Bloco Somos Todos José Ferreira da Silva no 1º de maio da Praça da Sé reúne mais de 300 participantes

02 May 2011   |   comentários

Em mais um 1º de maio em que as grandes centrais sindicais fizeram mega-shows com distribuição de prêmios, realizou-se um ato na Praça da Sé com o PSTU, PSOL, PCB, MTST e outras organizações e movimentos populares. Apesar de chamado como um ato combativo e classista, uma vez mais reinava a apatia e apenas 1200 pessoas. Mesmo depois das lutas em diversos canteiros de obras, de terceirizados em vários locais do país, da ameaça de 6 mil demissões na grande obra do PAC em Jirau após a rebelião dos trabalhadores na mesma, as falas de dezenas de representantes das correntes e dos sindicatos abordavam desde os acordos nas eleições sindicais até homenagens abstratas ao socialismo. Shows de música cumpriam o papel de tentar dar algum entusiasmo aos presentes que, em sua maioria, vão ali como uma atividade rotineira do “calendário de luta”. Tudo isso depois de uma missa, que uma vez mais é convocada por todas as organizações, inclusive as que se reivindicam revolucionárias.

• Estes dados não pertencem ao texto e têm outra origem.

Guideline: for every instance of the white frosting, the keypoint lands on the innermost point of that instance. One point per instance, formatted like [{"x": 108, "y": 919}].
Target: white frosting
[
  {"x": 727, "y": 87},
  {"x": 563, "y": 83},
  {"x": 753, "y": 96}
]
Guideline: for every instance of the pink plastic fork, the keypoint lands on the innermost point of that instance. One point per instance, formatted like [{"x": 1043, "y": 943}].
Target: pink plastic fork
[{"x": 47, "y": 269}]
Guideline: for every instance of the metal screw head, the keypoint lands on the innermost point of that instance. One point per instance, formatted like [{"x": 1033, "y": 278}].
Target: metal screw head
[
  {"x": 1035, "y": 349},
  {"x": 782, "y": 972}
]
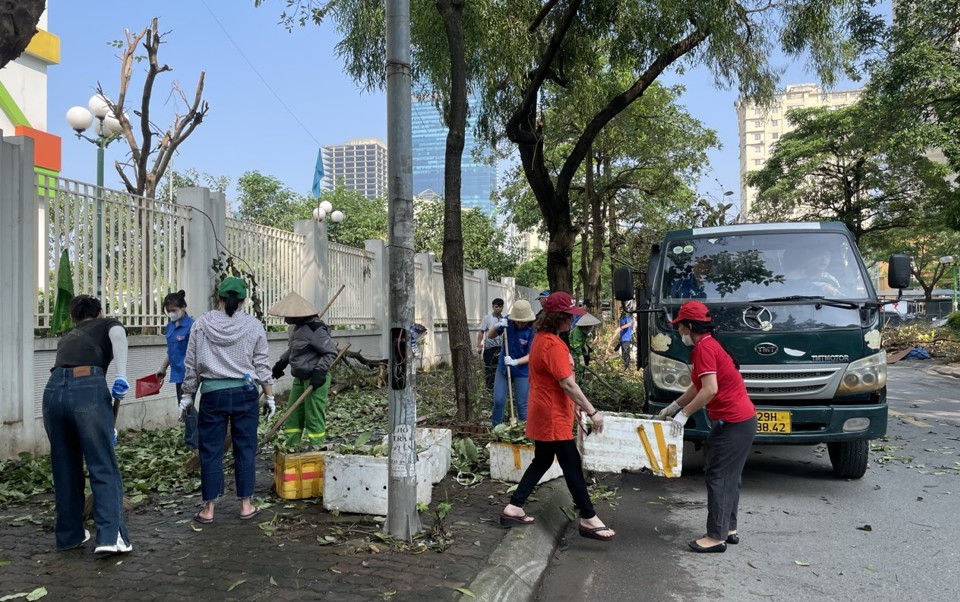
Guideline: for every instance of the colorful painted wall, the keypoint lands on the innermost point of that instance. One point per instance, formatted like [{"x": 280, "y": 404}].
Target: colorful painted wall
[{"x": 23, "y": 98}]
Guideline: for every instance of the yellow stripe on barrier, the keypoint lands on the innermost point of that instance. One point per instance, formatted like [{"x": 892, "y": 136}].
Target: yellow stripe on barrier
[
  {"x": 646, "y": 447},
  {"x": 662, "y": 445}
]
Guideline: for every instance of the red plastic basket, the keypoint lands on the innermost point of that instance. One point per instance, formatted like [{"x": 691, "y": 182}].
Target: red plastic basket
[{"x": 149, "y": 385}]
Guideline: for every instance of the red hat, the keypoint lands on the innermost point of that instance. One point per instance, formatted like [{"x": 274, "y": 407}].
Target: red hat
[
  {"x": 692, "y": 310},
  {"x": 561, "y": 301}
]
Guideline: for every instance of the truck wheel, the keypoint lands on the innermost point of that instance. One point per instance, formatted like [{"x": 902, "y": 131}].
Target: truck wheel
[{"x": 849, "y": 458}]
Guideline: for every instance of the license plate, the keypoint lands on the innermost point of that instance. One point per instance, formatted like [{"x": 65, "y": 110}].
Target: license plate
[{"x": 773, "y": 422}]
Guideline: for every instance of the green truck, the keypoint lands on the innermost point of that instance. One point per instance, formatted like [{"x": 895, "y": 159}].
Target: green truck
[{"x": 795, "y": 304}]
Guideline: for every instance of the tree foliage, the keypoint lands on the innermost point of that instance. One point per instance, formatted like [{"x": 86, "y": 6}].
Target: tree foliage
[
  {"x": 841, "y": 165},
  {"x": 18, "y": 24},
  {"x": 483, "y": 241}
]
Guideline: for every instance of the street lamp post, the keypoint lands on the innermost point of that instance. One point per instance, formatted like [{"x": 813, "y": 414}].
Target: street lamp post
[{"x": 106, "y": 130}]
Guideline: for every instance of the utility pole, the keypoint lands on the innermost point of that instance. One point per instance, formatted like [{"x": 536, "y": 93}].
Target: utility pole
[{"x": 403, "y": 520}]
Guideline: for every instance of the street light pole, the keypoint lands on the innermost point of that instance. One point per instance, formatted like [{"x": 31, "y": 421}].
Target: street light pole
[{"x": 107, "y": 130}]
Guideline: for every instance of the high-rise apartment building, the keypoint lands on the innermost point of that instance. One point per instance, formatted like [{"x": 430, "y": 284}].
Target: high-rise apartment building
[
  {"x": 359, "y": 164},
  {"x": 479, "y": 180},
  {"x": 760, "y": 128}
]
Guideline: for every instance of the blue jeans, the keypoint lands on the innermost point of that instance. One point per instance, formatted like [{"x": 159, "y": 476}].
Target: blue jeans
[
  {"x": 521, "y": 386},
  {"x": 237, "y": 406},
  {"x": 78, "y": 418},
  {"x": 190, "y": 437}
]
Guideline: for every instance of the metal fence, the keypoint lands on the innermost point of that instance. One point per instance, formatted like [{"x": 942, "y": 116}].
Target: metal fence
[
  {"x": 141, "y": 243},
  {"x": 273, "y": 256},
  {"x": 352, "y": 268}
]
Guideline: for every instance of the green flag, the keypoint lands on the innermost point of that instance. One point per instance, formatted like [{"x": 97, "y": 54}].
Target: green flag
[{"x": 60, "y": 321}]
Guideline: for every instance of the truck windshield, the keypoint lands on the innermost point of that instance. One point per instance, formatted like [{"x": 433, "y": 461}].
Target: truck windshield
[{"x": 763, "y": 266}]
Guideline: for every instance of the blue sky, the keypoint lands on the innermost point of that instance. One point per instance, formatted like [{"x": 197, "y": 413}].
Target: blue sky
[{"x": 274, "y": 96}]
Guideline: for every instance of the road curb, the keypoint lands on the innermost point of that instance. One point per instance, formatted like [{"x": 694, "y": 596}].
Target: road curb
[{"x": 515, "y": 568}]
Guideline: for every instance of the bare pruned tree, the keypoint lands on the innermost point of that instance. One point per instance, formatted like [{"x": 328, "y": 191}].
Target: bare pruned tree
[{"x": 151, "y": 154}]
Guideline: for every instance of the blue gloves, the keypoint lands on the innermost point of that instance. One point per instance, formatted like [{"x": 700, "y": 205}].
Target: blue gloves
[{"x": 120, "y": 387}]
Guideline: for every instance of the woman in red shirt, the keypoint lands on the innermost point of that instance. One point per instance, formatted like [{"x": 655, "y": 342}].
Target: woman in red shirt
[
  {"x": 553, "y": 401},
  {"x": 717, "y": 385}
]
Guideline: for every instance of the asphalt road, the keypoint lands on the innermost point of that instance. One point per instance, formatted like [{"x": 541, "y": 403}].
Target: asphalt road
[{"x": 805, "y": 535}]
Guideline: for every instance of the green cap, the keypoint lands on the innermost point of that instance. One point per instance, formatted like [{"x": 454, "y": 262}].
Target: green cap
[{"x": 232, "y": 284}]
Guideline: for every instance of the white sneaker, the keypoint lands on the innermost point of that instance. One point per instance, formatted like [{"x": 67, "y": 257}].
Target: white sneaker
[{"x": 119, "y": 548}]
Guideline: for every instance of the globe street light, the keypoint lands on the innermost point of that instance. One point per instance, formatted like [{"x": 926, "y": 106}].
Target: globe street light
[{"x": 106, "y": 129}]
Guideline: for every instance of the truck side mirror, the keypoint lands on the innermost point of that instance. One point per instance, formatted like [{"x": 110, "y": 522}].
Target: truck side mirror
[
  {"x": 898, "y": 271},
  {"x": 623, "y": 284}
]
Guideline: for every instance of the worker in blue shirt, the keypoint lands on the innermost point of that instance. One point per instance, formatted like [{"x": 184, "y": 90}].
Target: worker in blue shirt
[{"x": 178, "y": 334}]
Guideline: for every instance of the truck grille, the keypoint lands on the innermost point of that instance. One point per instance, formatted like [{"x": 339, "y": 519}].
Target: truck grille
[{"x": 816, "y": 382}]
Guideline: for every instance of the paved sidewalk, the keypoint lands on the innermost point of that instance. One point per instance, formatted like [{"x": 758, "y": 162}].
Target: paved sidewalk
[{"x": 279, "y": 555}]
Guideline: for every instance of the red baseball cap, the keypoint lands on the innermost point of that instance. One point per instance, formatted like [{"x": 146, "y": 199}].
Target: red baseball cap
[
  {"x": 692, "y": 310},
  {"x": 561, "y": 301}
]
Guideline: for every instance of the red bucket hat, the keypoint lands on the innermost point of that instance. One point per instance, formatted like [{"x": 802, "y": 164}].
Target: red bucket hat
[
  {"x": 692, "y": 310},
  {"x": 561, "y": 301}
]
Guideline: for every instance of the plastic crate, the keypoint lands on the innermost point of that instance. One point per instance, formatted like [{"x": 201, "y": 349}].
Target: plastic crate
[{"x": 299, "y": 475}]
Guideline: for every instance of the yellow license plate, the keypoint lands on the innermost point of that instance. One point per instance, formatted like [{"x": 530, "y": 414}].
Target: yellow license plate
[{"x": 773, "y": 422}]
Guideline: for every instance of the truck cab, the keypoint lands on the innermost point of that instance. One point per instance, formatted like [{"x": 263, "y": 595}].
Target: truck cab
[{"x": 793, "y": 302}]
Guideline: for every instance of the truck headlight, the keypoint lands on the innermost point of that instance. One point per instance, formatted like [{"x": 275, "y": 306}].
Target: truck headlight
[
  {"x": 865, "y": 375},
  {"x": 668, "y": 374}
]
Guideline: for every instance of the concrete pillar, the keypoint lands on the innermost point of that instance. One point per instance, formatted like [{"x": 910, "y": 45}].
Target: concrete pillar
[
  {"x": 18, "y": 272},
  {"x": 202, "y": 249},
  {"x": 315, "y": 273},
  {"x": 381, "y": 285}
]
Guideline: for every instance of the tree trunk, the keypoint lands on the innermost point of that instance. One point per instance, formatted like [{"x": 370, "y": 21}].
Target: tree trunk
[
  {"x": 451, "y": 12},
  {"x": 18, "y": 24}
]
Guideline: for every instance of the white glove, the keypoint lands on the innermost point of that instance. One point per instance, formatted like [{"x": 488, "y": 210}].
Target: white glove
[
  {"x": 668, "y": 411},
  {"x": 676, "y": 427}
]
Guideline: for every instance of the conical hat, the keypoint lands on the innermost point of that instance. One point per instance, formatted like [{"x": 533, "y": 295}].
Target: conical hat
[
  {"x": 588, "y": 320},
  {"x": 293, "y": 306}
]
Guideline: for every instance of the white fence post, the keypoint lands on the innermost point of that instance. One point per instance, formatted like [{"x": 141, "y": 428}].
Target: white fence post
[
  {"x": 202, "y": 237},
  {"x": 315, "y": 277},
  {"x": 18, "y": 272},
  {"x": 381, "y": 285}
]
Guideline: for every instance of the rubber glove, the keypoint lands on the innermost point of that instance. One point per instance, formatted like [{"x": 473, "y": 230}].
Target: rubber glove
[
  {"x": 186, "y": 402},
  {"x": 318, "y": 379},
  {"x": 668, "y": 411},
  {"x": 120, "y": 387},
  {"x": 269, "y": 406},
  {"x": 676, "y": 427}
]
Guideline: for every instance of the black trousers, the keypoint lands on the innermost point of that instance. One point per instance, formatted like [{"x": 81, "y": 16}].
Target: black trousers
[
  {"x": 569, "y": 459},
  {"x": 728, "y": 446},
  {"x": 490, "y": 359}
]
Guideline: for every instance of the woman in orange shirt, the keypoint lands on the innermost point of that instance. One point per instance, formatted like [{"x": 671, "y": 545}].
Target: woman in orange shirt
[{"x": 554, "y": 400}]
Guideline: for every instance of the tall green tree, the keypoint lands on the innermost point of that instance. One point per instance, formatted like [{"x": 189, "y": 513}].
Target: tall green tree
[
  {"x": 554, "y": 53},
  {"x": 483, "y": 241},
  {"x": 841, "y": 165}
]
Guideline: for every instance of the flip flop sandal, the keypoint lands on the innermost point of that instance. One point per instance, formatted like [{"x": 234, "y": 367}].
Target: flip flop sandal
[
  {"x": 202, "y": 520},
  {"x": 516, "y": 521},
  {"x": 595, "y": 533}
]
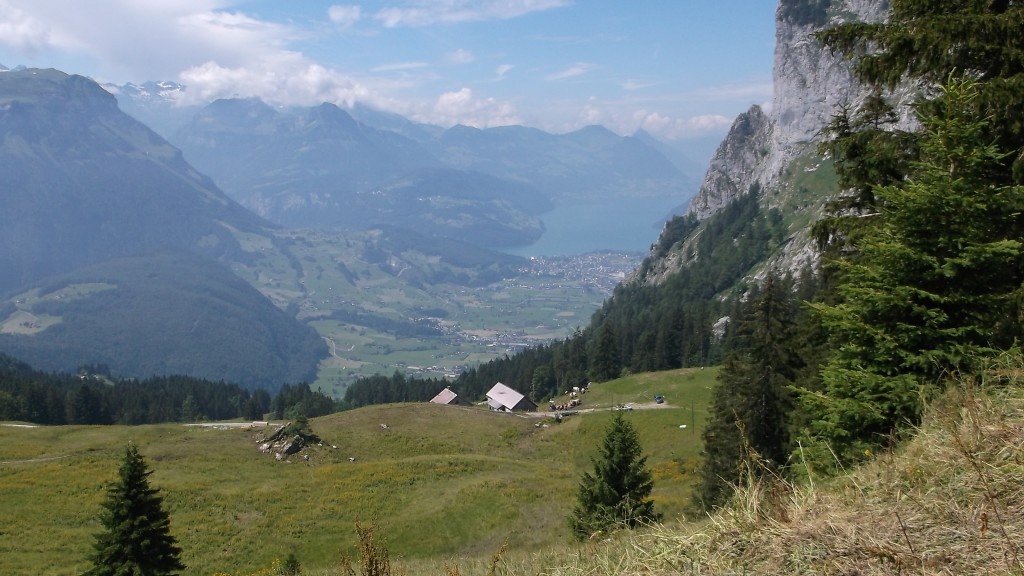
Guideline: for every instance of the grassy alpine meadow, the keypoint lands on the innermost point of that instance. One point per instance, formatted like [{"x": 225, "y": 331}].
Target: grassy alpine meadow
[{"x": 440, "y": 482}]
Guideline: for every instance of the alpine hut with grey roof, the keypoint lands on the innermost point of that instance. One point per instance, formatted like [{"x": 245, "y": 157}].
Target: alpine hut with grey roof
[{"x": 504, "y": 399}]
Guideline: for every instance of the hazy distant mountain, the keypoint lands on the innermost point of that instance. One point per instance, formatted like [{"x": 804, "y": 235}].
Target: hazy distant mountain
[
  {"x": 84, "y": 182},
  {"x": 308, "y": 167},
  {"x": 92, "y": 197},
  {"x": 167, "y": 313},
  {"x": 154, "y": 104},
  {"x": 322, "y": 168},
  {"x": 588, "y": 164}
]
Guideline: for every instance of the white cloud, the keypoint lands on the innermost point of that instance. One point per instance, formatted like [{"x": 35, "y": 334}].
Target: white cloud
[
  {"x": 401, "y": 66},
  {"x": 463, "y": 108},
  {"x": 675, "y": 128},
  {"x": 578, "y": 69},
  {"x": 461, "y": 56},
  {"x": 289, "y": 80},
  {"x": 142, "y": 39},
  {"x": 634, "y": 85},
  {"x": 426, "y": 12},
  {"x": 344, "y": 15}
]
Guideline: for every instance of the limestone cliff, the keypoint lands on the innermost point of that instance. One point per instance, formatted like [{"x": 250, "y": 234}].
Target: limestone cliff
[
  {"x": 810, "y": 86},
  {"x": 775, "y": 148}
]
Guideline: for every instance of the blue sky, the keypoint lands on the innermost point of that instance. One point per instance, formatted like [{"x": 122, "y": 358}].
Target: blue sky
[{"x": 679, "y": 69}]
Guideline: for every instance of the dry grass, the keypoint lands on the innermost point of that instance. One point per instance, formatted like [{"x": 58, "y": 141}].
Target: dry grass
[{"x": 951, "y": 501}]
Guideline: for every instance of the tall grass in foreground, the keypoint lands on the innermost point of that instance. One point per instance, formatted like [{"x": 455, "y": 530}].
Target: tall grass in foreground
[{"x": 950, "y": 501}]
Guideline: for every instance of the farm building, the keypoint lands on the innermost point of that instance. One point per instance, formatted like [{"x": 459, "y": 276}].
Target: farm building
[
  {"x": 448, "y": 397},
  {"x": 504, "y": 399}
]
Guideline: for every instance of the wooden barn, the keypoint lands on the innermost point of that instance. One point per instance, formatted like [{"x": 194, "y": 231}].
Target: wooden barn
[
  {"x": 448, "y": 397},
  {"x": 504, "y": 399}
]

Mas a dinâmica do ato se rompeu por dois acontecimentos. Um deles foi a repressão policial completamente gratuita a alguns manifestantes com bombas de gás lacrimogêneo e balas de borracha, para deter um manifestante que, segundo a PM, teria “desacatado” os policiais com uma camiseta, e para levá-lo detido, utilizaram-se da truculência típica da polícia, avançando inclusive contra o Bloco Somos Todos José Ferreira da Silva, que foi o outro elemento que rompeu a dinâmica rotineira do ato.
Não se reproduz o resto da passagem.